Previously, I briefly mentioned the functions of private keys and public keys, just like usernames and passwords, but they are actually just big integers with special mathematical relationships. In view of this, I am often asked the following questions:

"Can I use a computer to guess or calculate a bunch of numbers and try to use them as private keys? Will they eventually encounter the private key of a target public/private key pair to gain control of this identity ?" In fact, for bitcoin, this will allow attackers to steal the bitcoin held by some public/private key pairs.

This is a good problem, but it does not happen. As mentioned above, there are several bitcoin addresses with BTC worth millions of dollars, but they haven't been transferred for years-although what they need to steal is the correct private key-that is, the correct big integer! If you can guess the private key of these addresses, you can send the money to anyone. Different from the password, you can locally verify the private key on your machine. Without a server, your attempts or frequency are limited.
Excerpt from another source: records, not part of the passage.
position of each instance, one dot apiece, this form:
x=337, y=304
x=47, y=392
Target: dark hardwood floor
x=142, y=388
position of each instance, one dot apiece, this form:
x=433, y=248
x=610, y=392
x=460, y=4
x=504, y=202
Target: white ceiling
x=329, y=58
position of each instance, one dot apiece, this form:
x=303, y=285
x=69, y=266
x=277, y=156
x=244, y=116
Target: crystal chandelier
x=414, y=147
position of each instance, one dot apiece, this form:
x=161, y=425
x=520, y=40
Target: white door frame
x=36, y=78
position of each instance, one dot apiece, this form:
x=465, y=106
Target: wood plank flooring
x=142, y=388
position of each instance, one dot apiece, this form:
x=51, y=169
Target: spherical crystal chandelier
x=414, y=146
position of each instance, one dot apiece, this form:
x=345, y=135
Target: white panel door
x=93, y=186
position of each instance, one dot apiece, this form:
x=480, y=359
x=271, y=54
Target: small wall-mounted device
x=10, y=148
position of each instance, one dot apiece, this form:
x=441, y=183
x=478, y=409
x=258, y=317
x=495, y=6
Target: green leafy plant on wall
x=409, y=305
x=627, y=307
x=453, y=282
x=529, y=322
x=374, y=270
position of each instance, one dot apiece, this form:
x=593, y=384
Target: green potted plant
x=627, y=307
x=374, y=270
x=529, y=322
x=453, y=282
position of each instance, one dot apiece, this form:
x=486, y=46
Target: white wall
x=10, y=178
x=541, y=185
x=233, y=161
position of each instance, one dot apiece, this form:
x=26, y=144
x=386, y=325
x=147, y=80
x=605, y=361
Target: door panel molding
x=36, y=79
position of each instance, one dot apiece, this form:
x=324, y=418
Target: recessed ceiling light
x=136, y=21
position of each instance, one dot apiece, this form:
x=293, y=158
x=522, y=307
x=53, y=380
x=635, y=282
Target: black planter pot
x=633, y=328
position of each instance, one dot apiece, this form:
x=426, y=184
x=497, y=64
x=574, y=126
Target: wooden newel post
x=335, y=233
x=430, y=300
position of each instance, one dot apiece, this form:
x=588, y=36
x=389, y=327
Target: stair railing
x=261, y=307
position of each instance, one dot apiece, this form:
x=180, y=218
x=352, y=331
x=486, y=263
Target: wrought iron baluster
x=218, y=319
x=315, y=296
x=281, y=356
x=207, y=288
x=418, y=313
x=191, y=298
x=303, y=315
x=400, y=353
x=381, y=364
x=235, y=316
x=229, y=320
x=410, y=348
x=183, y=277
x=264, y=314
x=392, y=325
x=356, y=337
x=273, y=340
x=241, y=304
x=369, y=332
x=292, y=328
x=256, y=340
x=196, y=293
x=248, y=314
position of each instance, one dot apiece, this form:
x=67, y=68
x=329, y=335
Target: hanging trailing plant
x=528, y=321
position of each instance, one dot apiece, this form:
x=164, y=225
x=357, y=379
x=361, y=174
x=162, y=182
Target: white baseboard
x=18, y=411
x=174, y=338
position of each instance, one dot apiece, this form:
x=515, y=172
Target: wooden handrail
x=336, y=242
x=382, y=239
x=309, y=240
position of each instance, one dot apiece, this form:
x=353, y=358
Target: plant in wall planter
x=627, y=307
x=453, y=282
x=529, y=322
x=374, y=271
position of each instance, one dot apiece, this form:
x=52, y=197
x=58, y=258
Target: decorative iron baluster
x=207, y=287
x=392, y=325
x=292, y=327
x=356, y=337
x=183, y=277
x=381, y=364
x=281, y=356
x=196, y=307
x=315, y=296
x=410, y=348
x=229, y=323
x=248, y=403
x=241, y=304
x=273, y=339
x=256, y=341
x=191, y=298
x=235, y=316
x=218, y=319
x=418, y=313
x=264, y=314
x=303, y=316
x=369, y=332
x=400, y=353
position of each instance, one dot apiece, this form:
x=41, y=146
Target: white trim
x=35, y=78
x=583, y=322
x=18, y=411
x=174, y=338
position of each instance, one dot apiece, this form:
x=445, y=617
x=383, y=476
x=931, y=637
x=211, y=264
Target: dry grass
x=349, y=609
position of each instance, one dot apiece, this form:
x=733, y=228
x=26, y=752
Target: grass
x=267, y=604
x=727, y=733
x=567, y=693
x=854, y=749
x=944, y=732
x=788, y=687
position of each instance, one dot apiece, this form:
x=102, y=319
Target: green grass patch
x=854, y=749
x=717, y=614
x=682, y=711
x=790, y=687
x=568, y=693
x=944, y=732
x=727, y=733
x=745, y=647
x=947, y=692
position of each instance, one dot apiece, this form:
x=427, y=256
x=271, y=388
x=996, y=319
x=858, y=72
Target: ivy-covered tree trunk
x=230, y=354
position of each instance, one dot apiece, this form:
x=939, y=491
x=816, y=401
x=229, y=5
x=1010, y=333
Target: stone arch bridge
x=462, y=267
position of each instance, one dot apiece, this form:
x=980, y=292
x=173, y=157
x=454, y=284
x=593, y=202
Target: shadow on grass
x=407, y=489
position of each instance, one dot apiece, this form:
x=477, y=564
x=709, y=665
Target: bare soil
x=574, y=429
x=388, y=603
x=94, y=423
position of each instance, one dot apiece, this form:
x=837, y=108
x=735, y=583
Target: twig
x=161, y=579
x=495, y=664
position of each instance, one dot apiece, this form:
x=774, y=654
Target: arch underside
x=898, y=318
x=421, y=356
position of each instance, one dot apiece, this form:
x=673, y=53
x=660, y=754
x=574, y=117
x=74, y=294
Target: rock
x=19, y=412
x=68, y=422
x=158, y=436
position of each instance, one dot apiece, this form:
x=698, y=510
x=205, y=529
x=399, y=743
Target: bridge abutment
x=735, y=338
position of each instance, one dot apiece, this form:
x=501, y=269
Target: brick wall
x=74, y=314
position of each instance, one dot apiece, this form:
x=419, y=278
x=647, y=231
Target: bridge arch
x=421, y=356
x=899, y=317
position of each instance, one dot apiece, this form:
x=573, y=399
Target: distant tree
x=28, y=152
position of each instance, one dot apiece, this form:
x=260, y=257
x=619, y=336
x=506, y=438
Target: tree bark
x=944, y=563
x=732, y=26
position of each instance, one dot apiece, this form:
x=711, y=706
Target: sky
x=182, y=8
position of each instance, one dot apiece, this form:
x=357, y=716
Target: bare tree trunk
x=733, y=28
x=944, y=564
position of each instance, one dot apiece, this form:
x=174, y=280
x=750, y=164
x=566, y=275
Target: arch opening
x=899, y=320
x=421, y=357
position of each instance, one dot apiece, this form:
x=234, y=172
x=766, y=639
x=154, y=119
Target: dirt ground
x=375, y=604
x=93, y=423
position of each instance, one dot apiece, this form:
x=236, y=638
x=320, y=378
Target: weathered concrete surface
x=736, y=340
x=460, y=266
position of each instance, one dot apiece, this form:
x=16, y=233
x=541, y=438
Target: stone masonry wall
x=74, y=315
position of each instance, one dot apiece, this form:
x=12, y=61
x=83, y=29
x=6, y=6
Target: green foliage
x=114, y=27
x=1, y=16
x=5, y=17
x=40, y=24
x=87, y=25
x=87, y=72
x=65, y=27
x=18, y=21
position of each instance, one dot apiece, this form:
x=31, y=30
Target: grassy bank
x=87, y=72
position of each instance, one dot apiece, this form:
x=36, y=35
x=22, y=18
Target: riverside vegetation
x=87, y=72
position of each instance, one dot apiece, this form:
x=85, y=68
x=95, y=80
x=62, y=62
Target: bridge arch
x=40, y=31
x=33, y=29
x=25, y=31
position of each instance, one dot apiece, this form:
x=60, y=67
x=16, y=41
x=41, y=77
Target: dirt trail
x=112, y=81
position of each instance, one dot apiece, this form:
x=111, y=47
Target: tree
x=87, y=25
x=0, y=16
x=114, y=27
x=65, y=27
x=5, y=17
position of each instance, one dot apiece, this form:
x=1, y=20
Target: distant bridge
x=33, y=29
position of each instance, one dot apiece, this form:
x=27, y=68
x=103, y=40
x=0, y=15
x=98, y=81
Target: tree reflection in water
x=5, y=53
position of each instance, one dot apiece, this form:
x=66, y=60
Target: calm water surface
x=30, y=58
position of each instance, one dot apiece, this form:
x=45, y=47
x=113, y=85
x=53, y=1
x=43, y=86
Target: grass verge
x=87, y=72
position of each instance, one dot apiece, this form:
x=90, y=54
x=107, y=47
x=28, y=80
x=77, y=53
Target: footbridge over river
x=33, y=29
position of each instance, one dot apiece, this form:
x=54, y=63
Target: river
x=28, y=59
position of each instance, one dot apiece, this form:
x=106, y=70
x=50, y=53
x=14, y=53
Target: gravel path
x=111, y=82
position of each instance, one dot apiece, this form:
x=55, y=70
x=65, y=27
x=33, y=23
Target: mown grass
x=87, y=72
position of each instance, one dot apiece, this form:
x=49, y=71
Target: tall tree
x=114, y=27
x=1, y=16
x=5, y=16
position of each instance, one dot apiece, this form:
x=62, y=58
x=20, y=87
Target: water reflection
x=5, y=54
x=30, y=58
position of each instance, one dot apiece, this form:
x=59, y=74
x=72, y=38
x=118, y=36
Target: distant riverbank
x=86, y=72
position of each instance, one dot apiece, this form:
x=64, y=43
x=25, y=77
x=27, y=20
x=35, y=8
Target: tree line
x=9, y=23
Why haven't anyone stolen the money? The answer is that the number used as the private key is almost ridiculous. They are large enough.

We started with a simple thinking experiment. Imagine that your private key is big enough for all the computers in the world to work together. It takes 24 hours for them to guess. If you add only one digit to your private key, the computation takes 10 times, that is, ten days instead of one day. The increase in the number of six digits will bring the time To 27000 years.

Under any circumstances, the computing capability of creating random numbers required to generate a private key is negligible. Using the private key to generate a signature and using the public key to verify the signature is also easy to calculate. However, it is estimated that the workload required by the Private Key increases exponentially with each additional number added. To make the private key "immune" from brute-force cracking, we only need to add enough numbers-we only need to make them large enough.

What is big enough? The private key used in Bitcoin is an integer of 256 bits, which is equivalent to a 76-bit number. The size of this number is incredible. Most of the subsequent interpretations come from Bruce Schneier's book Applied Cryptography (Applied Cryptography), which intuitively describes enough integers.

First, we need to know a specific conclusion of the Second Law of thermodynamic is to change the minimum energy required for a single binary information (Change 1 to 0 or vice versa ). This means that, regardless of the hardware used, any computing process requires minimal energy for execution.

Now, if you can use all the solar energy output to drive a specially designed computer, the job of this computer is to calculate or guess the private key, to find the private key of a public/private key pair (BTC can be controlled ).

Using a little bit of mathematics and thermodynamic, you will find that an efficient computer with solar energy output computing power can calculate 2178 values. If we divide this value by the number of possible private keys, that is, 2256, we find that this hypothetical computer with solar energy output computing power can only guess or calculate 0.0000000000000000000003% of the total number of possible private keys.

In addition, this only counts, and does not include a more complex task of verifying that each private key corresponds to the correct public key. Therefore, this computer may miss the correct private key with a 0.0000000000000000000003% probability within a year, and it will not even realize it.

These numbers have nothing to do with the technology of the device; they are the maximum possible value derived from the laws of thermodynamic established since 1930s. These numbers mean that brute force attacks on 256-bit keys (keys used by Bitcoin) will not work unless the computer is built and occupied by something other than material.

This is an integer. No matter how powerful a hacker is, unless he can use 3X1023 solar power to compute a year, or a sun's power to compute 3X1023, otherwise, his computer won't even be able to count all the private keys-not to mention testing or using them in other ways.